Let me use a totally frivolous thought experiment.  Suppose
I start a mailing list, called phrase-loopers-delight.  Me
and many other people on the internet are creating this odd
sort of music which we, for lack of a better term, call
"phrase looping".  The idea is to take snippets of music,
say the riff from Black Dog, and play them into a looping
device.  You can layer on more and more phrase riffs.

Perhaps there might be some talented artist who could
create really listenable, interesting, and exciting music
by creating performances that just loop phrases taken
from Led Zeppelin guitar riffs.  (I doubt it, but suppose.)
Then, I don't think it really matters whether those riffs
are put into the looper by playing them on a guitar, or
sampling the phrases from the records.  Sure, it will change
the sound in various ways, but it seems to me the "compositional"
challenge in such music is in figuring out what phrase to
perform when, not the execution of the individual notes.

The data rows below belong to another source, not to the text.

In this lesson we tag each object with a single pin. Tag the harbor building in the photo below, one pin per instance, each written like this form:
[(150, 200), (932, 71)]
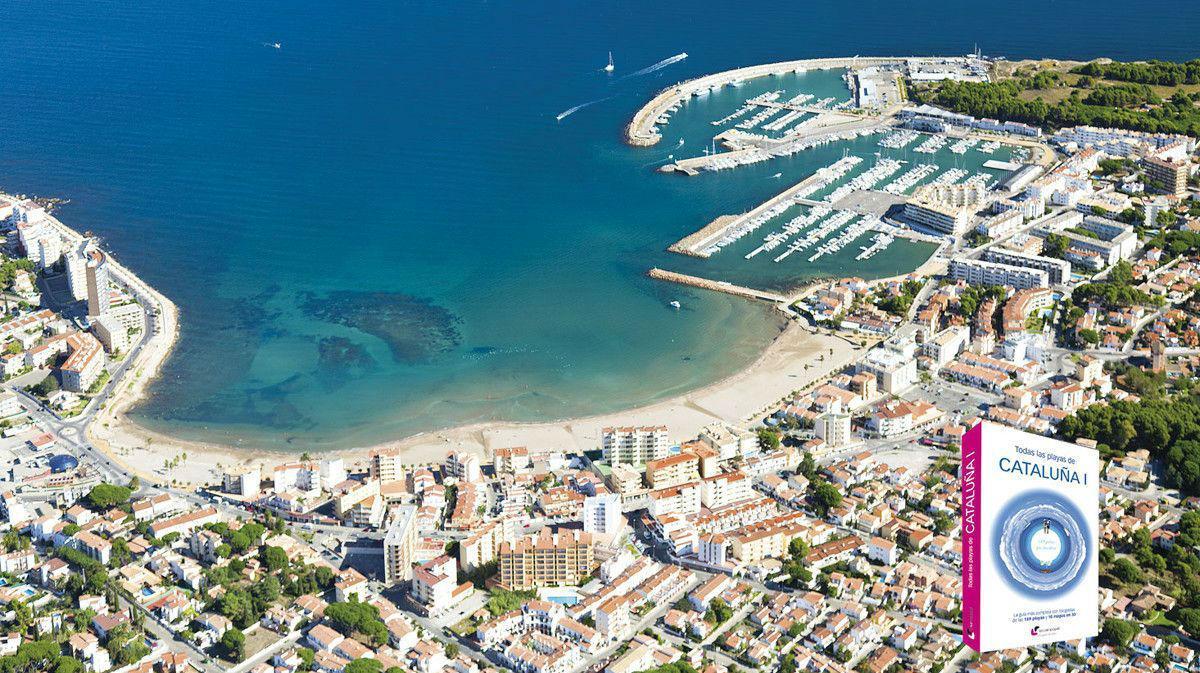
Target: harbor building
[(243, 481), (77, 269), (99, 294), (400, 545), (672, 470), (84, 364), (1115, 241), (547, 559), (635, 445), (979, 272), (1170, 174), (387, 466), (945, 208), (111, 334), (833, 428), (893, 370), (1057, 270), (603, 514)]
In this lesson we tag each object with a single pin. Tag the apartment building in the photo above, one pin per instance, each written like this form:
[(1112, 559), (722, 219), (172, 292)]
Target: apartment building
[(399, 545), (635, 445), (1057, 270), (387, 466), (547, 559), (979, 272), (603, 514)]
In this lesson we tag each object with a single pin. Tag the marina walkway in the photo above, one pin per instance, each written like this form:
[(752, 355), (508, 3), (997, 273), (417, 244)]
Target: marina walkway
[(717, 286)]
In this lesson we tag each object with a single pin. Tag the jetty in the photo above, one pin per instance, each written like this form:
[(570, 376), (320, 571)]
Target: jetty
[(727, 228), (717, 286), (643, 132)]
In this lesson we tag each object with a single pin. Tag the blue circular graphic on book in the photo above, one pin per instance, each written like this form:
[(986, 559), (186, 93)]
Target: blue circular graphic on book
[(1042, 542)]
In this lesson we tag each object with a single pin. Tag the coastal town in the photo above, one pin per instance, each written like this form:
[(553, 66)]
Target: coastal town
[(819, 532)]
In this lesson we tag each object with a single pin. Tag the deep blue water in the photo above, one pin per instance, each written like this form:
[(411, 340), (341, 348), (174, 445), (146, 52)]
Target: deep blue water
[(381, 228)]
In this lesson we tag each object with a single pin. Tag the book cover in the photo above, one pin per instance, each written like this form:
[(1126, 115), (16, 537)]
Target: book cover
[(1030, 539)]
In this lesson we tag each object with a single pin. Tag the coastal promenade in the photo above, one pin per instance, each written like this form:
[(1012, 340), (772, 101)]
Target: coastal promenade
[(718, 286), (103, 416), (642, 132)]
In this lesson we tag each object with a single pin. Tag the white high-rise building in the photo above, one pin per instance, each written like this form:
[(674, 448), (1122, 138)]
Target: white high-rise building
[(603, 515), (465, 466), (333, 472), (400, 546), (635, 445), (100, 295), (833, 428), (77, 269)]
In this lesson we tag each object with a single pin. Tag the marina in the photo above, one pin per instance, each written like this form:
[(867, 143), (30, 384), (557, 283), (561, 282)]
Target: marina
[(727, 229)]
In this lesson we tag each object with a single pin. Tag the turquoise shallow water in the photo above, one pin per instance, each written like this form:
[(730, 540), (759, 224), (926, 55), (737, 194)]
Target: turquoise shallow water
[(382, 229)]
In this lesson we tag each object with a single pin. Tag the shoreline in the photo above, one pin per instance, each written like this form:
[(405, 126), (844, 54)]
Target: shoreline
[(641, 132), (796, 358), (793, 360)]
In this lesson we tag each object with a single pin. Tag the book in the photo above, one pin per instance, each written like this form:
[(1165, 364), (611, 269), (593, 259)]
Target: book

My point being, in that case, yes, I don't think there's
really any difference between the two, in the sense of
categorizing what sort of music it is, or in the sense of
whether they should all be on the same mailing list.  Yes,
both the guitar-players-of-Led Zeppelin-riffs and the
samplers-of-Led Zeppelin-riffs have a lot in common.

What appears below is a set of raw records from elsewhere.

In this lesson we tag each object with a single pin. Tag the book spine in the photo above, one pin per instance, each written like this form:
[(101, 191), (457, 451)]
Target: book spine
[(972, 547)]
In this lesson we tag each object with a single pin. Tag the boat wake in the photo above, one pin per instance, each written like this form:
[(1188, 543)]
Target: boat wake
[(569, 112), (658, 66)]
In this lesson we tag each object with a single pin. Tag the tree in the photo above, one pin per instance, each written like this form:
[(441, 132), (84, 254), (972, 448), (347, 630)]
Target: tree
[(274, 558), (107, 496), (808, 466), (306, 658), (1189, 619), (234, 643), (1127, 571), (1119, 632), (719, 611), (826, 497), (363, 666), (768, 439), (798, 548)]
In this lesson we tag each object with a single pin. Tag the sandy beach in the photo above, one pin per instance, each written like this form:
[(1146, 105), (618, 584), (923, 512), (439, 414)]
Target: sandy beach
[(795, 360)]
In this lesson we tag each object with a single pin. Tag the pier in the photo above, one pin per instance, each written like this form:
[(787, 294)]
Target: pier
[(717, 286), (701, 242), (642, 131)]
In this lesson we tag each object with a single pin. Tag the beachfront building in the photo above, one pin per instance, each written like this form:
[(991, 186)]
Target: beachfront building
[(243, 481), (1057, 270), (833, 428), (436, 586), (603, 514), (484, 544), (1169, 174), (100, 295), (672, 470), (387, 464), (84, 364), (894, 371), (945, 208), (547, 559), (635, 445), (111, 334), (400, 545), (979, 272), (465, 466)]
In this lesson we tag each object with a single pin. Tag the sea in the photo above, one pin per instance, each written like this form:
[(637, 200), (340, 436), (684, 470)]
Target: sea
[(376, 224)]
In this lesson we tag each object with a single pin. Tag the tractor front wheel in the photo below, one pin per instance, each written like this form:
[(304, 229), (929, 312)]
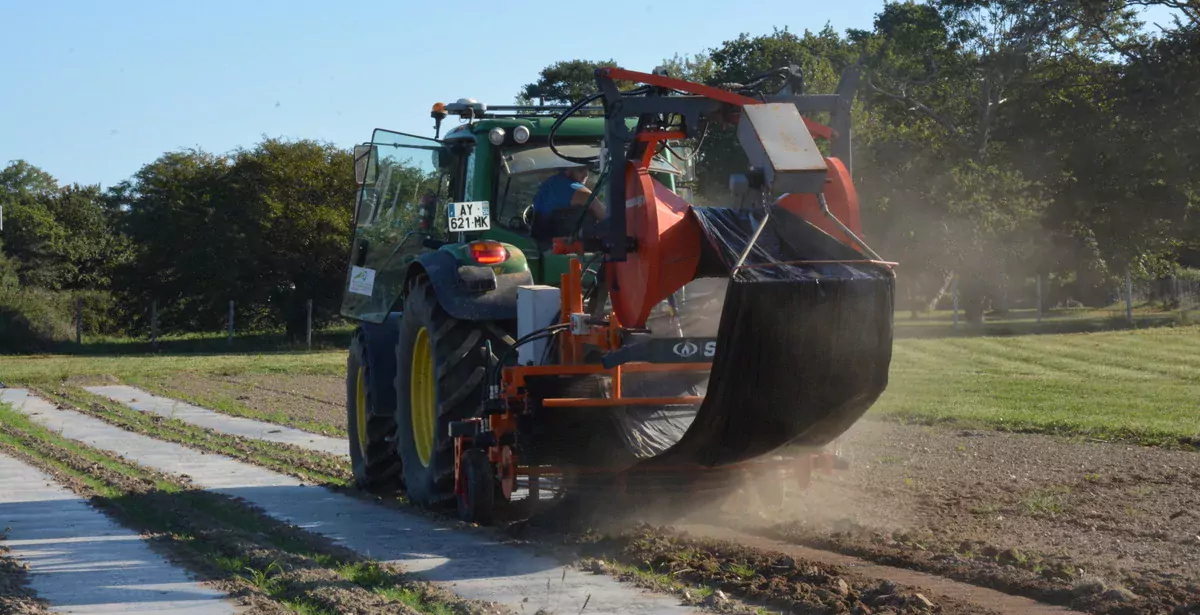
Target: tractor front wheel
[(373, 455), (441, 368)]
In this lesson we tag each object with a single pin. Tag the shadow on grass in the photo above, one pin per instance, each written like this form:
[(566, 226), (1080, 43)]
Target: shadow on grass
[(245, 344), (1049, 327)]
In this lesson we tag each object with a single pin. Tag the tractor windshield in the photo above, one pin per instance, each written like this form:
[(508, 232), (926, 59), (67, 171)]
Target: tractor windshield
[(523, 169)]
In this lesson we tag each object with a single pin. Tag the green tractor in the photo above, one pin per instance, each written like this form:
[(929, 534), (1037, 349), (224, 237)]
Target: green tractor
[(442, 243)]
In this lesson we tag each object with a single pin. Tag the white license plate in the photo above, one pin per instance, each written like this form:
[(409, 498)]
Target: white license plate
[(465, 218)]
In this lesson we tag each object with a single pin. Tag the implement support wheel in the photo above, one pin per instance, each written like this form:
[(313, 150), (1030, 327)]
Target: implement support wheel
[(477, 502)]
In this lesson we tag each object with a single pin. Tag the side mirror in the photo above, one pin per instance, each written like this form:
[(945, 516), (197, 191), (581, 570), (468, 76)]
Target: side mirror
[(687, 166), (366, 163)]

However, I don't think that's really very much like most
looping music, and I really don't think that's anything
like electronica and traditional DJ sampling (although,
hey, I could be wrong).

The exciting thing about "traditional" looping as opposed
to this presumably fictional "phrase looping" is that once
you've got this loop going, you're free to play "any" phrase
(or single note) you can think of.  While I'm sure a DJ
could use a "big 3" looper to do useful electronica, and
thus might be interested in our mailing list to share
technological know-how, and hence one might be tempted to
say "where are the electronica people, they could use
these instruments", it also seems straightforward to see
that the kind of music (and I don't mean rock vs. jazz
vs. new age vs. electronica) you get one way comes out
radically different from the other way, because of the
musical phrase limitations of one.

Of course, I could be totally wrong.

I'm tempted to try to refer to one group as doing
"layered looping" (DJs) and the other as doing "looped layering"
(loopers), but I'm not sure that really makes any sense.